Les enquêteurs avaient déjà retrouvé des traces de l’activité des hackers dans les systèmes datant de septembre 2019, et ils ont désormais identifié un compte email manipulé dès décembre 2019. Les cyberespions seraient parvenus à l’utiliser pour corrompre d’autres adresses email, et se répandre au final sur l’intégralité des boîtes email. Résultat, pendant au moins neuf mois, et peut-être plus d’un an, les hackers ont pu épier les emails internes de l’entreprise et les discussions avec ses partenaires.

Reste que les enquêteurs n’ont toujours pas tranché : la compromission des boîtes email est-elle un nouveau symptôme de la cyberattaque, ou bien sa cause première ?

Des « millions de dollars » pour l’enquête interne de SolarWinds

Le chantier interne lancé par Sudhakar Ramakrishna semble porter ses fruits : l’enquête progresse certes lentement, mais elle apporte des réponses. Le CEO a pris ses fonctions le 7 janvier, à peine deux semaines après le déclenchement de la crise, et a donc dû prendre en main le dossier dès son arrivée. Le dirigeant avait accepté le poste début décembre, peu avant la découverte de l’opération de cyberespionnage.

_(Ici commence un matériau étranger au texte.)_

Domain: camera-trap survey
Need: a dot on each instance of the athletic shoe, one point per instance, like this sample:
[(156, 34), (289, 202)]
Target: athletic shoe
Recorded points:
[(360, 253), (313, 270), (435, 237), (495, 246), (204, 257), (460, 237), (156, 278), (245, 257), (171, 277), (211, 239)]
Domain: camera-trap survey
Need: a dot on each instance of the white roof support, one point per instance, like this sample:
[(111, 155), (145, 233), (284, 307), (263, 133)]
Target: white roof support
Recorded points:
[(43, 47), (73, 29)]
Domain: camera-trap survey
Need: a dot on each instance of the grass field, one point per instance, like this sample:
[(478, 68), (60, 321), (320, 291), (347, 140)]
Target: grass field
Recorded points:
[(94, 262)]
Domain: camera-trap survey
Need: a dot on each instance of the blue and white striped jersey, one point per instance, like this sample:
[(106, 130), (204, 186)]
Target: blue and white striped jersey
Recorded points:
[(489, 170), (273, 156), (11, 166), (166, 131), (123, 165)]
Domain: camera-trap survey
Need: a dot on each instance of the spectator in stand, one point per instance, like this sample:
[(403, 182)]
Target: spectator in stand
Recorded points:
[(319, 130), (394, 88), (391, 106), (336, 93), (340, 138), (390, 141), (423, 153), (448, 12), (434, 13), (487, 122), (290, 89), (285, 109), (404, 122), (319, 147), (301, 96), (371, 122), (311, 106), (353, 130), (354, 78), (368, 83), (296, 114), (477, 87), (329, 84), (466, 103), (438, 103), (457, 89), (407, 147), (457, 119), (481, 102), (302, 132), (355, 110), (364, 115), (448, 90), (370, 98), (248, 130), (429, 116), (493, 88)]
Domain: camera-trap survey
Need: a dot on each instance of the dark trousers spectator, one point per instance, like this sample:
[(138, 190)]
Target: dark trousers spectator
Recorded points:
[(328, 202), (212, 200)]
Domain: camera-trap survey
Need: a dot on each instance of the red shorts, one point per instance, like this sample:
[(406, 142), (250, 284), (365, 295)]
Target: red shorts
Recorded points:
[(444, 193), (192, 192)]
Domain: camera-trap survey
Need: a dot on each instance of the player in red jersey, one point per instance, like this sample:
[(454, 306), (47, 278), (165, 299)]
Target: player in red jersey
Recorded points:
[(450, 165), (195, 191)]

Cette coïncidence est tombée à pic pour SolarWinds : le prédécesseur de Ramakrishna, Kevin Thompson, comptable de formation, avait dirigé la tête du groupe pendant 10 ans. Il a certes fait exploser les bénéfices de l’entreprise, mais il a aussi vivement été critiqué pour ses décisions budgétaires. Et pour cause : il aurait grandement réduit les coûts de la division de sécurité de l’entreprise (et donc son financement), notamment en délocalisant une partie des équipes.

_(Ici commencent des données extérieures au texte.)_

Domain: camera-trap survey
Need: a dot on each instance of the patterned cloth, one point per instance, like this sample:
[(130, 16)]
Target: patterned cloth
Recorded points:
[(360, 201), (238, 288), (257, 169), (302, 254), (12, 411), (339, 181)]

À l’inverse, Sudhakar Ramakrishna vient du monde de la sécurité. Il a fondé et dirigé pendant 5 ans Pulse Secure, un éditeur de VPN d’entreprise. Pendant cette période, il a déjà dû gérer une importante crise : un bug du VPN était exploité pour lancer des attaques rançongicielles. Débarqué chez SolarWinds, il a donc immédiatement renforcé les mesures de sécurité, et dépêché au chevet de l’entreprise des spécialistes du secteur parmi lesquels Crowdstrike et Microsoft. Pour marquer le coup médiatiquement, il a également fait appel à un duo composé de Chris Krebs, l’ancien M. Cybersécurité du gouvernement américain, et Alex Stamos, ancien directeur de la sécurité de Facebook.

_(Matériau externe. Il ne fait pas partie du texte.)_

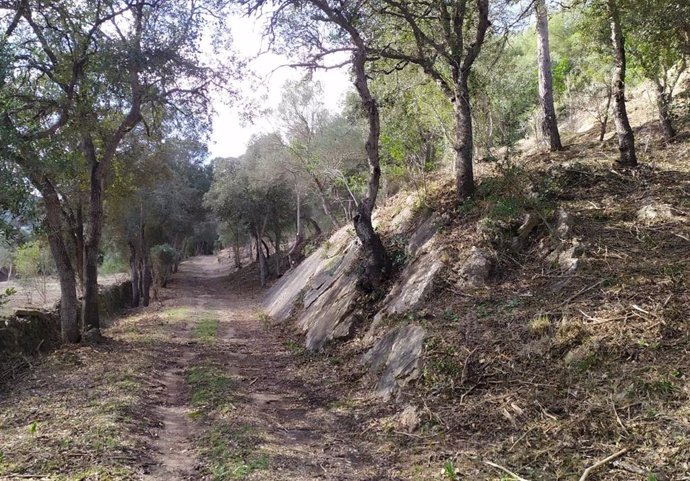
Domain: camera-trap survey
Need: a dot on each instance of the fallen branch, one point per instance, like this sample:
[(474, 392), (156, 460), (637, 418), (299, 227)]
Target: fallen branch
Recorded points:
[(578, 294), (506, 470), (587, 471)]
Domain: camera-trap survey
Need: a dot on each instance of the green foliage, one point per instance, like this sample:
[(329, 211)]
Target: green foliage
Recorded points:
[(211, 388), (5, 295), (113, 263), (33, 259), (230, 453), (205, 329), (449, 471)]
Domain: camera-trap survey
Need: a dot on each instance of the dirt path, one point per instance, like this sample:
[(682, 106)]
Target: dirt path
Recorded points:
[(293, 429)]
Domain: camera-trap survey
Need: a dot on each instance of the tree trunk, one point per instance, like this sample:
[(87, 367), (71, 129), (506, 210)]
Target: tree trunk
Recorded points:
[(134, 274), (146, 278), (236, 251), (90, 314), (277, 253), (315, 226), (378, 266), (663, 103), (549, 124), (69, 305), (263, 264), (324, 201), (626, 138), (605, 117), (464, 175)]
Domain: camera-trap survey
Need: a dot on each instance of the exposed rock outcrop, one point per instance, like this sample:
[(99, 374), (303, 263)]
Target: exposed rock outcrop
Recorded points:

Ces investissements ont pour objectif de redorer la réputation de SolarWinds, après un épisode qui a forcément endommagé la confiance des clients. Pour l’instant, les résultats progressifs de l’enquête interne marquent le succès de cette stratégie. Mais elle a un coût : au WSJ, Ramakrishna chiffre en « millions de dollars » la facture de cette mise à niveau. Et encore, l’affaire n’a pas révélé tous ses secrets.